I'm with you, Rodney. Franco's heroism is all the more meaningful for the fact hat he sought no personal gain or glory from his fight with the communist bandits who had murdered both the Church and the State in Spain. On the contrary, he knew the leftist Western press, from Norman Corwin on down, would make it their personal quest to drag his name down through history as a pirate and a Nazi. To this day he is regarded as the fascist par excellence in the historical literature, with Hemingway and his saintly crew of bourgeois "freedom fighters" as the eternal Good Guys, just because the communist government of the so-called Spanish Republic was voted into power and Franco was not.
This is not a notion confined to liberals alone; the idea that democracy trumps everything is common among even so-called conservatives. Even here on FR you will hear the bleats of the democracy-worshippers who truly believe that any government is okay as long as its is an expression of the all-important will of the people. "Well, if the people of Spain voted for communism, that's what they should have gotten.," they claim. "Franco had no right to overthrow a government established by the will of the people!" Yeah? Well, my question for these folks is: what if the will of the people chooses evil? Should a soldier stand back and watch satanic madmen turn his country into a hell on Earth just because 51% of the idiots out there voted for it?
No. The will of the people is not the final arbiter of good and evil. Vox populi is not vox dei. Soldiers have the duty to defend their country from all enemies, internal or external, elected or not. An evil government in a gven country should be overthrown by the defenders of that country the military even if 51%, 75%, or 99% of the people want that government to be in power. It is the duty of the military to defend the nation against ALL enemies even if the enemy is the will of the people.
Francisco Franco was a soldier of Spain and he knew his duty. There are more important things in this world than one's historical reputation. Someday he will be recognized as the hero he truly was. Someday, when the web or its sucessor technologies have smashed the global media/historical monopoly once and for all, the real truth of the Spanish Civil war will be revealed: that it was the opening battle of World War III, the so-called "cold War" against global communism.

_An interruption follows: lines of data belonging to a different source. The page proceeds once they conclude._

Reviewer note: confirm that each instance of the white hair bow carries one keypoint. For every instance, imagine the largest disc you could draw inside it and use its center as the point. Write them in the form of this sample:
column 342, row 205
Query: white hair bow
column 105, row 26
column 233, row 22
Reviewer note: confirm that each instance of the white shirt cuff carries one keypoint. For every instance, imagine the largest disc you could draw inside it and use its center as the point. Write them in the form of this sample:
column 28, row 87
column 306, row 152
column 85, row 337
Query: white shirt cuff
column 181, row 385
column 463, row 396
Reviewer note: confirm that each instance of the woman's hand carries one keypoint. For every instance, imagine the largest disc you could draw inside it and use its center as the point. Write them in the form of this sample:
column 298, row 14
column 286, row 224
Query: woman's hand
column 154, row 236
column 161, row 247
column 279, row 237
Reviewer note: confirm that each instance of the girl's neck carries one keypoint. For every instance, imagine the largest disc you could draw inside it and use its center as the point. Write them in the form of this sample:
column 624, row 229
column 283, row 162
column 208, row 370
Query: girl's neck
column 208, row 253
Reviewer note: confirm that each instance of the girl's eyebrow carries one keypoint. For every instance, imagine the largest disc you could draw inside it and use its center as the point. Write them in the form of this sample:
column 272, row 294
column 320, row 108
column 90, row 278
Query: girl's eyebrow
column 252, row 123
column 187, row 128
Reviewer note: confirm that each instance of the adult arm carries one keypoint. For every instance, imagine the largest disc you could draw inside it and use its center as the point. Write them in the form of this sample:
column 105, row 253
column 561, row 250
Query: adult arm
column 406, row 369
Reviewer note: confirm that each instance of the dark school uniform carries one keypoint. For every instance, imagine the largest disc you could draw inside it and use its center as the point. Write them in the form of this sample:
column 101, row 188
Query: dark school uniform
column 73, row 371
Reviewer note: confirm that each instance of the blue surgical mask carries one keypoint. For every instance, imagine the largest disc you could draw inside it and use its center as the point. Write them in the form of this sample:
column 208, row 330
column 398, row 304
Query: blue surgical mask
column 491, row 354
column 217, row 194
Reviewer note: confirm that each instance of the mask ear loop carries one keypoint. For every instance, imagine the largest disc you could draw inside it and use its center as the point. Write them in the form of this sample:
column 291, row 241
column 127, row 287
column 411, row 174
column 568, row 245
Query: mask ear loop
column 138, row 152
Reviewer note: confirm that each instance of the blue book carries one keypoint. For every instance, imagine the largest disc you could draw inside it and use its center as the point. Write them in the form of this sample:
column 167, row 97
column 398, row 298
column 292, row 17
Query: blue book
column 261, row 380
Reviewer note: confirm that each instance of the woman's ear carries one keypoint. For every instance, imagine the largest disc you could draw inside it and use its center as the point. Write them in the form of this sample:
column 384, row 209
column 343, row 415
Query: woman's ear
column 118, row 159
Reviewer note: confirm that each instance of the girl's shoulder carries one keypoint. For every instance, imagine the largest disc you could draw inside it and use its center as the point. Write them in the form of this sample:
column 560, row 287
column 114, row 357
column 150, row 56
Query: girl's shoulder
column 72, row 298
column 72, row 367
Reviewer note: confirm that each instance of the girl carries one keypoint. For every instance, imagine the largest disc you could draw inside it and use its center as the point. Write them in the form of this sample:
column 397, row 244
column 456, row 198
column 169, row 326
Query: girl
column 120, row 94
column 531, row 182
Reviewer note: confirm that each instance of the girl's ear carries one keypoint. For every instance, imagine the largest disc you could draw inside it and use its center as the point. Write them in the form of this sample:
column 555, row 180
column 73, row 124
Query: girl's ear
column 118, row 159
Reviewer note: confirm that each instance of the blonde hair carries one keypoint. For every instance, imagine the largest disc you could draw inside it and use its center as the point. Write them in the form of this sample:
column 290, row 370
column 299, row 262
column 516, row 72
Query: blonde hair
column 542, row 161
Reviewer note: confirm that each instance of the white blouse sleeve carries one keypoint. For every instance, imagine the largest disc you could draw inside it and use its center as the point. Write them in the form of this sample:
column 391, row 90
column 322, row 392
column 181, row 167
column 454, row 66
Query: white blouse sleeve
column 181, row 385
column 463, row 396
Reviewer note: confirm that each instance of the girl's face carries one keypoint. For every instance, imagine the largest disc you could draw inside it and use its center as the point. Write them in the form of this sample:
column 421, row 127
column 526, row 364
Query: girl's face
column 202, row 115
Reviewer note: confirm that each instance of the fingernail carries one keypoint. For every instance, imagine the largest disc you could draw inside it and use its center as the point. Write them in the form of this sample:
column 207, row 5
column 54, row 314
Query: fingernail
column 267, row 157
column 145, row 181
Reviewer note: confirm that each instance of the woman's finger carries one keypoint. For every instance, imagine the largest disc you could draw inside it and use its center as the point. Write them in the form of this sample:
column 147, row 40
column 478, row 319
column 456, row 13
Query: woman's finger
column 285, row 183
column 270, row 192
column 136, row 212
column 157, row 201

Viva España, Viva Franco and Viva Cristo Rey.
Thanks for the ping, this was a refreshing read. I'm glad to see there are some people still around who havn't swallowed the lie that Franco was the very bogey man. Was he pure as the driven snow? I don't think so, and frankly he most likely would not have been as successful if he had been.
My favorite analogy to use with Franco is Jack Nicholson's character in "A Few Good Men". Franco was a military man, which meant he didn't do politics, he destroyed threats, he found the enemy and he killed them. The liberals might not like that, they may be sickened by the death he unleashed, they may be offended by his autocratic style and Roman salutes, but at the end of the day, the whole world 'wanted Franco on that wall; we needed him on that wall'.
Totally agree. But I still love his writing.